New data shows college graduates receive benefits in addition to a higher salary potential and lower chance of unemployment. For example, in 2011, 14 percent more bachelor’s degree holders were covered by employer-provided health insurance when compared to individuals holding a high school diploma. That same year, 65 percent of bachelor’s degree holders working full time, year-round were offered retirement plans by their employers, compared to only 52 percent of high school graduates.
Career growth, job stability and employee benefits have increased the pursuit of a college education, and with it, the cost of earning a degree. This new year, many students and their families are exploring diverse financial planning options to help make college education affordable, and the aforementioned benefits a reality.
Financial aid experts like Michelle Stipp, director of student finance operations for DeVry University, suggest students explore all opportunities to decrease supplemental student loans that may be needed to cover remaining tuition costs.
“Financial aid that the student does not have to pay back should be the first priority,” says Stipp. “This category consists of scholarships and grants offered by institutions and third parties, such as the federal government, state government or private or nonprofit organizations. These opportunities should be maximized to keep student loan levels as low as possible.” The U.S. Department of Education provides an online financial aid resource at studentaid.ed.gov to help students plan accordingly. Stipp suggests also exploring the following options:
Online scholarship search tools
The sheer volume of options can make finding the right scholarship a challenge for prospective students. Scholarship search websites help students sift through the options. For example, scholarships.com or fastweb.com can aid in finding the right scholarship for each individual. These websites allow you to sort scholarship options by institution and relevancy.
Scholarship opportunities at your college or university
Beyond financial aid, many colleges or universities provide a variety of scholarship opportunities. Students and families often factor this in during the college search process. Scholarships can be awarded for many reasons, including academic excellence, extra-curricular participation and financial need.

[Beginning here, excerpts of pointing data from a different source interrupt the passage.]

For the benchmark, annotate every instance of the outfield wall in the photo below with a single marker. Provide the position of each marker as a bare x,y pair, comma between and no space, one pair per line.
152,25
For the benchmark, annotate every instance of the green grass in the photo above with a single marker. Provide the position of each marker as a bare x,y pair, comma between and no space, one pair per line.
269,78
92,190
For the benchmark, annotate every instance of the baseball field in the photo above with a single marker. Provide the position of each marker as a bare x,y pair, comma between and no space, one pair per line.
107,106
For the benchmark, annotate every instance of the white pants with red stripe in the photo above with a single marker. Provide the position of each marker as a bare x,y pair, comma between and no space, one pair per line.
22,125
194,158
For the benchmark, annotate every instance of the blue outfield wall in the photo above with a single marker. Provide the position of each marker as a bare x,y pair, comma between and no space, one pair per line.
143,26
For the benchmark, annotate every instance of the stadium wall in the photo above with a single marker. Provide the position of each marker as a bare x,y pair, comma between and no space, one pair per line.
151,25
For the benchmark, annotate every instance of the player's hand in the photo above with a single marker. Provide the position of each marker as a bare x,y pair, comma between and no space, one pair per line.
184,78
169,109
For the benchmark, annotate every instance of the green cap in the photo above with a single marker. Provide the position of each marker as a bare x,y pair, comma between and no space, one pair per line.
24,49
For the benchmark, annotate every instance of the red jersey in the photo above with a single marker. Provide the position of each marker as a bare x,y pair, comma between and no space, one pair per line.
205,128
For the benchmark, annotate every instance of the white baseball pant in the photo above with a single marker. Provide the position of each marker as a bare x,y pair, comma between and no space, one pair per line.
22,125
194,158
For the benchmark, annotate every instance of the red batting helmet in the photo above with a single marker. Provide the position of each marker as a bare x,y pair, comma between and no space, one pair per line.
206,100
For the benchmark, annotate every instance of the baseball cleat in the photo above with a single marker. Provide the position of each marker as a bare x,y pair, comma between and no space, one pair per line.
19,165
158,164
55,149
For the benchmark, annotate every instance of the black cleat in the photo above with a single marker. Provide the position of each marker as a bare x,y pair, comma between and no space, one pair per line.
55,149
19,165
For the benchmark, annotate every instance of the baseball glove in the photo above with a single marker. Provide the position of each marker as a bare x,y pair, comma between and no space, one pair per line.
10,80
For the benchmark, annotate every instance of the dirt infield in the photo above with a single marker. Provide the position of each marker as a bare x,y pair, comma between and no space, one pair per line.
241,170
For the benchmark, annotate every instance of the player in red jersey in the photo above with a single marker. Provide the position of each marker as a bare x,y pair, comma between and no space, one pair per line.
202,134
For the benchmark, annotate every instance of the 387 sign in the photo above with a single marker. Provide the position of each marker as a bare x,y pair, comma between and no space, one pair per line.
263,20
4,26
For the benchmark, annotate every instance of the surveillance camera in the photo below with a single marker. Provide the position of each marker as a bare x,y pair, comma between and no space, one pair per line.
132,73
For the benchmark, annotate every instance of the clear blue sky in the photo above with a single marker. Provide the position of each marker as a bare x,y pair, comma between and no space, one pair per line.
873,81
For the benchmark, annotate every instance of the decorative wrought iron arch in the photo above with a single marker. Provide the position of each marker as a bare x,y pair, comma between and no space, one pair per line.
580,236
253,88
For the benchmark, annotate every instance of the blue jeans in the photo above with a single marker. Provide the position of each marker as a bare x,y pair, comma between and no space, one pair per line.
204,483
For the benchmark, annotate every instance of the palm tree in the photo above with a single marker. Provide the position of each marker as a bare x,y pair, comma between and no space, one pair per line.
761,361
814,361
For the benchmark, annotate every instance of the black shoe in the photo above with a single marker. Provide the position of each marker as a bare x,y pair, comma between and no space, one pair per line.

DeVry University, for example, recently announced its Career Catalyst Scholarship, which is offered to qualifying new students enrolled in classes beginning in March. The scholarship is designed to aid students throughout their college journey, so it increases in value each year, up to a total of $20,000 in scholarship rewards depending on the degree program.
Employer reimbursement programs
Many employed adults also seek financial assistance when they choose to continue their education while working. In some cases, their employers provide tuition assistance or tuition reimbursement programs, through which employers offer to pay a portion of the employee’s tuition while they are enrolled. Employer reimbursement programs are a great way to access affordable education options that can increase career potential.
College-educated adults today are experiencing lower unemployment rates and other valuable benefits. As these advantages of college degree holders become more apparent, data shows the cost to pursue a degree is rising. From graduating high school seniors to working adults looking to continue their education, advance research and evaluation of financial aid and scholarship opportunities can help any student tackle the cost of education.